ALLAH’IN İSTEDİĞİ KARDEŞLİK NEDİR?
Kardeş denildiğinde akla genellikle aynı anneden ve babadan dünyaya gelen kişiler gelmektedir. Bu soy-sop kardeşliğidir. Soyu-sobu, anne ve babayı seçme kişinin elinde ve iradesinde değildir. Birde bunun dışında aynı dine veya davaya mensup olmayı ifade eden akide kardeşliği söz konusudur.
Her sistem gibi İslâm da kendi cemiyetini belli esaslar üzerine kurmuştur. İnançta tevhidi; cemiyette de uhuvveti yani kardeşliği esas almıştır. Dolayısıyla İslâm toplumu, sınırları İslâm imanıyla çizilmiş kardeşler topluluğudur. Bu topluluk ve kardeşliğe imandan başka hiçbir şey, mesela ne ırk ne renk ne de coğrafya sınır çizemez.
İslâm kardeşliğinin yegâne belirleyici ön şartı "La ilahe illallah Muhammedur'r Rasulullah" demektir. Bu kelime-i tevhîd'i söyleyen herkes müslümandır ve diğer müslümanların din kardeşidir.
Yüce kitabımız Kur'an-ı Kerim'de bu gerçek, "Mü'minler ancak kardeştirler"[2] fermanıyla açık biçimde belirlenmiş ve ilan edilmiştir.
Sevgili Peygamberimiz de "Müslüman müslümanın kardeşidir" buyurmuş.
İslam dininde kardeşlik, bütünüyle akide temeline dayanmaktadır. Allah (c.c), Kur’an-i Kerim'de söyle buyurmaktadır.

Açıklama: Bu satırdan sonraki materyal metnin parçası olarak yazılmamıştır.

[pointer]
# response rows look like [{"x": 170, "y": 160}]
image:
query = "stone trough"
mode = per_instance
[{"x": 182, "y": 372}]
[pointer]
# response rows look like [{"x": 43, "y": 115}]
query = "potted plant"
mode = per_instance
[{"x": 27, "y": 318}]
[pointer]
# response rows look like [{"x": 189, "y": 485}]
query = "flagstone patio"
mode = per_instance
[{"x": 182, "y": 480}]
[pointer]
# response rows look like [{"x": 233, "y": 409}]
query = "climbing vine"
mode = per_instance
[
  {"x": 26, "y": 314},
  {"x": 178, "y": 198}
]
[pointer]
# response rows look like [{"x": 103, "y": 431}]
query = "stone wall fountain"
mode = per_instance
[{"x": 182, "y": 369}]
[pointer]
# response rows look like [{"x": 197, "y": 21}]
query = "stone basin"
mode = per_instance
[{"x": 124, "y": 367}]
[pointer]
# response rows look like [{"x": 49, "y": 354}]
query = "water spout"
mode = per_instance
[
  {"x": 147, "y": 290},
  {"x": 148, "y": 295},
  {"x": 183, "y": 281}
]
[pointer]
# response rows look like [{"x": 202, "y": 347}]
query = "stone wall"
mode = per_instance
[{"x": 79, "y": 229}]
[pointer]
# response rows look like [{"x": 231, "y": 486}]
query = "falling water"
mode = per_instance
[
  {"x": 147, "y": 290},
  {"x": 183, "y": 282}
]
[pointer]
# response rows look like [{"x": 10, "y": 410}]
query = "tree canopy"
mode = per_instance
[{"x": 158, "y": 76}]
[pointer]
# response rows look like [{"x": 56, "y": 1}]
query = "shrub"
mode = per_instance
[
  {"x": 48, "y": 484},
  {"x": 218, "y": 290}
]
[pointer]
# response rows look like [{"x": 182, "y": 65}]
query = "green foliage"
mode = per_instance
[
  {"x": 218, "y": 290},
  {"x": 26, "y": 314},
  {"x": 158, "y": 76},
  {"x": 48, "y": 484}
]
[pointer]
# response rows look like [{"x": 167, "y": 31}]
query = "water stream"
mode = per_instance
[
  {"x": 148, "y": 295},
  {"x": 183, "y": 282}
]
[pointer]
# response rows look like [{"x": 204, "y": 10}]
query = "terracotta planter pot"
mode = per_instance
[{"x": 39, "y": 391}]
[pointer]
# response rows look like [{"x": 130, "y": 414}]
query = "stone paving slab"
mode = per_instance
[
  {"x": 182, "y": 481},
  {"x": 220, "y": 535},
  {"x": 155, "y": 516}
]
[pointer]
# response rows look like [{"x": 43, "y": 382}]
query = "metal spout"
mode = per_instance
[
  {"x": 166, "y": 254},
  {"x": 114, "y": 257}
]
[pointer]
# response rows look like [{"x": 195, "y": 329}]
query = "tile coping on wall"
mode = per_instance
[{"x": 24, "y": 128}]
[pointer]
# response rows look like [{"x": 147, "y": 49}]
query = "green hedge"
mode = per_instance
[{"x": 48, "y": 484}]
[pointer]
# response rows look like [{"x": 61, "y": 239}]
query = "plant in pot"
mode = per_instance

إِنَّمَا الْمُؤْمِنُونَ إِخْوَةٌ فَأَصْلِحُوا بَيْنَ أَخَوَيْكُمْ وَاتَّقُوا اللَّهَ لَعَلَّكُمْ تُرْحَمُونَ ﴿١٠﴾
"Mü’minler ancak kardeştirler. Öyleyse kardeşlerinizin arasını bulup-düzeltin ve Allah'tan korkup sakının umulur ki esirgenirsiniz"(el-Hucurat ,10).
Ayeti kerimeden de anlaşılacağı üzere, ancak iman bağıyla bir araya gelenler kardeş olarak kabul edilmektedirler. Buna göre yeryüzünün neresinde yaşıyor olurlarsa olsunlar, hangi dili konuşuyor olurlarsa olsunlar, hangi kavme mensup olurlarsa olsunlar veya hangi renge sahip olurlarsa olsunlar bütün mü’minler kelimenin tam anlamıyla birbirlerinin kardeşleridirler. Yani birbirlerinin sadık dostlarıdırlar.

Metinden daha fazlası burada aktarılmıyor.